# 2.2 eV electron

## Homework Statement

I need to figure out the energy, rest mass, speed, wavelength and momentum of a 2.2 eV electron. Thats all it says.

Ek = 1/2mv^2

## The Attempt at a Solution

I dont understand what 2.2 eV is. The kinetic energy?
This converts to 3.52x10^-19 J

Rest mass should be 9.11x10^-31. Or do I use E=mc^2? Why or why not?

No idea how to find speed, which I need to calculate wavelength and momentum. I could use Ek= 1/2mv^2 because the electron will not be travelling close to the speed of light, but I feel like this is not the way you SHOULD calculate it. There has to be another way.

gneill
Mentor

## Homework Statement

I need to figure out the energy, rest mass, speed, wavelength and momentum of a 2.2 eV electron. Thats all it says.

Ek = 1/2mv^2

## The Attempt at a Solution

I dont understand what 2.2 eV is. The kinetic energy?
This converts to 3.52x10^-19 J
Yes, that'll be the kinetic energy.
Rest mass should be 9.11x10^-31. Or do I use E=mc^2? Why or why not?

No idea how to find speed, which I need to calculate wavelength and momentum. I could use Ek= 1/2mv^2 because the electron will not be travelling close to the speed of light, but I feel like this is not the way you SHOULD calculate it. There has to be another way.
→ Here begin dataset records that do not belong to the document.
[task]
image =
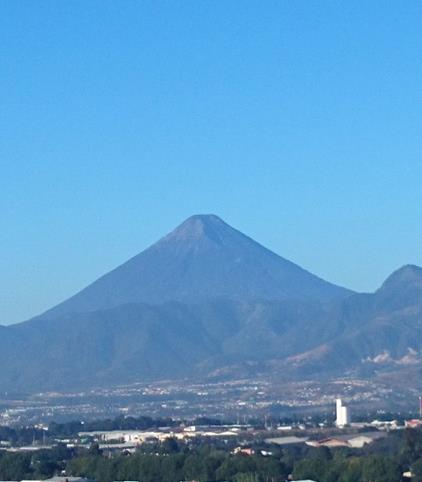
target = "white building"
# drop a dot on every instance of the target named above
(342, 414)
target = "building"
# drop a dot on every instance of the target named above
(342, 414)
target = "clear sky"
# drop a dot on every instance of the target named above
(298, 122)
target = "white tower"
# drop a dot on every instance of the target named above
(342, 414)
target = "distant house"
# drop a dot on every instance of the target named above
(414, 423)
(328, 442)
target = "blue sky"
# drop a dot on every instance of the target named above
(298, 122)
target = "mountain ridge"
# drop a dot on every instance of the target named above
(202, 257)
(233, 305)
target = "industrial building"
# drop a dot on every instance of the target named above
(342, 414)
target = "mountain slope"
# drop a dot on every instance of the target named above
(201, 259)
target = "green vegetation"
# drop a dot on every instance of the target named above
(171, 461)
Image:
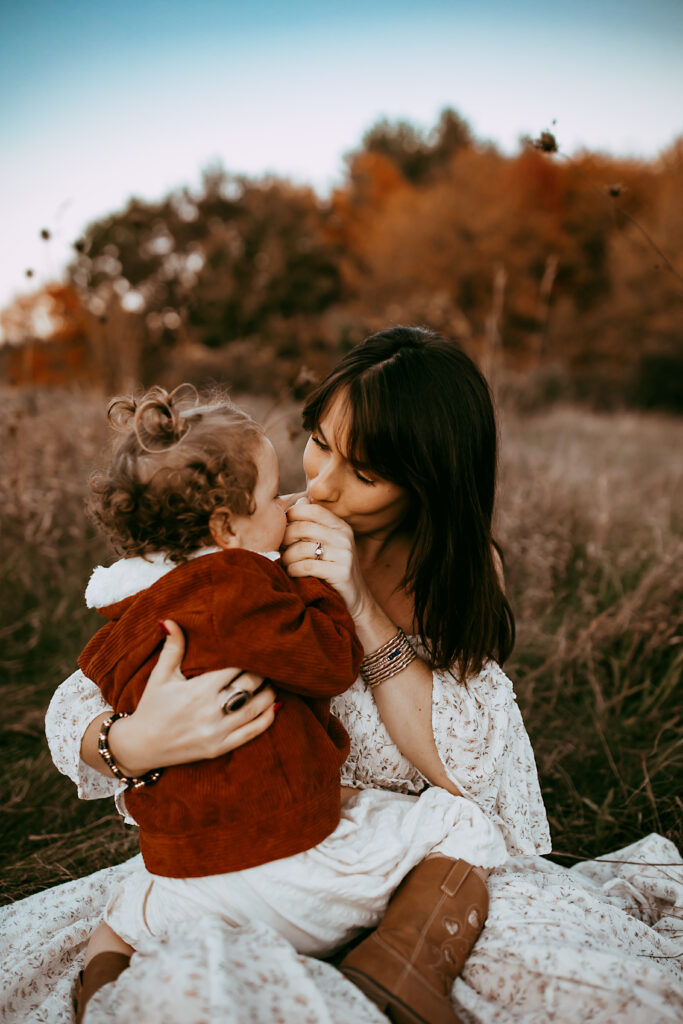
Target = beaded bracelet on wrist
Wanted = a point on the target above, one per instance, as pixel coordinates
(387, 660)
(132, 782)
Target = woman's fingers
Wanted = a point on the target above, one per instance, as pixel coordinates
(300, 550)
(170, 658)
(305, 510)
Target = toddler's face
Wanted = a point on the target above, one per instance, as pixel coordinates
(264, 528)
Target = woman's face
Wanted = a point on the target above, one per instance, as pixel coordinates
(363, 499)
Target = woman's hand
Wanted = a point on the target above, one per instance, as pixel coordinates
(312, 527)
(176, 722)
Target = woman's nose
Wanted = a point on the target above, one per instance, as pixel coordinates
(324, 486)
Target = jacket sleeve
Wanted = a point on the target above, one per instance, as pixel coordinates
(297, 633)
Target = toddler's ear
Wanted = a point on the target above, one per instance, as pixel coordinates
(220, 529)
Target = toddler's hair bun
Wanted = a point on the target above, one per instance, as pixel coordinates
(159, 420)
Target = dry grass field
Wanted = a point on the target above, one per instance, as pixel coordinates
(590, 520)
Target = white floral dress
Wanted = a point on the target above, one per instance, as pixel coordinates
(598, 943)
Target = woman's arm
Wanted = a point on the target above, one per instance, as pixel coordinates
(404, 701)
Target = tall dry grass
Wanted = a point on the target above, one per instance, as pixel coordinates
(590, 519)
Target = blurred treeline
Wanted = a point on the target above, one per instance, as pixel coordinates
(560, 275)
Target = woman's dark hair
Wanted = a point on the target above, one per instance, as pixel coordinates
(422, 417)
(175, 461)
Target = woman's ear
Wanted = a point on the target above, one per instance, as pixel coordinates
(221, 531)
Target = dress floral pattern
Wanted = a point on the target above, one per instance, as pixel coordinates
(599, 943)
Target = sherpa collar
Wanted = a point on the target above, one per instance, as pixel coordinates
(111, 584)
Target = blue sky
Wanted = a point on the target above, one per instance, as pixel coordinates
(99, 101)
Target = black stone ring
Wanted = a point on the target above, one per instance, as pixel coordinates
(236, 701)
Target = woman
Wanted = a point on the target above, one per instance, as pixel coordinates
(400, 482)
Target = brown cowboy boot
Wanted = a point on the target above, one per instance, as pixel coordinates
(98, 972)
(410, 962)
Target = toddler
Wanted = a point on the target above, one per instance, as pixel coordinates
(190, 497)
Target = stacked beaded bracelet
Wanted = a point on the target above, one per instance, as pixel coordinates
(108, 757)
(387, 660)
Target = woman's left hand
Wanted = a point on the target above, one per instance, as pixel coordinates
(312, 527)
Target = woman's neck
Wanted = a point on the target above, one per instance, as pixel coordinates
(383, 562)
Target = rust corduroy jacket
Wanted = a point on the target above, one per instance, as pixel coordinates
(280, 794)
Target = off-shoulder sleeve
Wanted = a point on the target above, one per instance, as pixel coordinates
(73, 707)
(484, 748)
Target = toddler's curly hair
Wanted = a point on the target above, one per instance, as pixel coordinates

Check the speed that you get when you apply Newtonian physics to find the speed from the KE . If its much less than the speed of light then you can continue with Newtonian physics and ignore relativistic effects. So, what value do you get for speed via 1/2mv2?

8.79x10^5 m/s

gneill
Mentor
8.79x10^5 m/s
How does that compare to the speed of light (percentage-wise)?

Its 0.293% of the speed of light. But I'm mainly concerned about how to do the question without Ek=1/2mv^2. What if it WAS close to the speed of light? Is there a different procedure I can use?

gneill
Mentor
Its 0.293% of the speed of light. But I'm mainly concerned about how to do the question without Ek=1/2mv^2. What if it WAS close to the speed of light? Is there a different procedure I can use?
Yes, you would need to invoke the formulas of special relativity to deal with how some of the energy ends up as an apparent increase in mass. Note though that the rest mass is always the same regardless. Rest mass is the mass of an object that is at rest with respect to the observer, so no corrections for speed are involved at all.

Can you outline the procedure? I really don't understand this last unit of quantum mechanics. Like what is the full equation? I would be solving for v

gneill
Mentor
Can you outline the procedure? I really don't understand this last unit of quantum mechanics. Like what is the full equation? I would be solving for v
Well, the relativistic kinetic energy is given by:

$$KE = m_o c^2 \left[ \frac{1}{\sqrt{1 - \frac{v^2}{c^2}}} - 1 \right]$$

and you would be looking for v, which will get a tad messy algebraically.